As you said in your article, the purpose of putting people into work like the Gov did was to get them used to a 9-5 job and to gain experience before trying to find one themselves. Seems perfectly reasonable to me however perhaps she could have spoken to the people at the job centre about her volunteering w/e to see their opinions. If they were to still send her to work, it should have been then where she looked for another fulltime job rather than working for the benefits which as you say works out at a very small amount per hour. As either way, she wouldn’t have been able to volunteer so it was her decision (once again) to remain in pound land instead of going elsewhere.
You are blowing it out of proportion, it is trivial, in fact, the government are trying to help people. The system isnt perfect but imagine you were hadn’t worked a day in your life and had no chance of getting employment. Being made to work for benefits would be wonders for your mental health as well as giving you experience to get another – much better paid – job than living off benefits = more tax to gov = better services for everyone. Makes complete sense I think you’re just being a little close-minded.

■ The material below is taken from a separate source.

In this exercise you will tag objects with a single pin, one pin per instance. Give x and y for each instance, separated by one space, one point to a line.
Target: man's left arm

I see what you’re saying about the government paying for her volunteering at the museum but the point is that this was with a view towards getting a job for which she was qualified and that she wanted. Many people have found gainful employment in this way, and I don’t think you can say she should not have put herself in a place where she was relying on benefits. Be fair – she has applied for hundreds of paying jobs while doing this!
Why should other people pay for her to work at Poundland when that company is perfectly capable of paying her a much higher wage itself? If the store had been paying her, rather than the government (and therefore the taxpayer) you might have more of an argument. Who was she helping by working at a shop, at no cost to the business? Poundland. Nobody else.
People do work experience in schools to get used to a 9-5 job; this government scheme seems, to me, to be entirely about using taxpayers’ money to subsidise businesses that can pay their own way.
I reiterate: She was looking for a full-time job when the Job Centre told her to work at Poundland, and the experience she was getting as a volunteer was helping towards that – more than sweeping floors in a chain store would. It was not her decision to go to Poundland; it was made a condition of her continued survival.
The government may be trying to help people but it seems a strange way of going about it. I think the people they are trying to help are the big business owners, who are – as I have already mentioned – perfectly capable of paying people to work for them.
Being made to work for benefits might do wonders for the mental health of people who would otherwise have done nothing but stay indoors all day, but this young lady was already going out to work and getting experience to get another – much better paid – job than living off benefits.
Working at Poundland in order to receive benefits does not provide more tax for the government or help provide better services for anyone.
It makes no sense at all.
Hey Amzor,what gives? Come off it, Poundland are on a win-win situation, getting fulltime labour and not having to pay. Then jobseekers claiming they have worked at Poundland to prospective employers, hmm, that makes for a very good cv – not! Employers now are not going to be impressed that a person they are interviewing had to do forced labour at POUNDLAND. There are just not enough jobs to go round, due to certain reasons. Newspapers have actually said why, but I am not going to say why.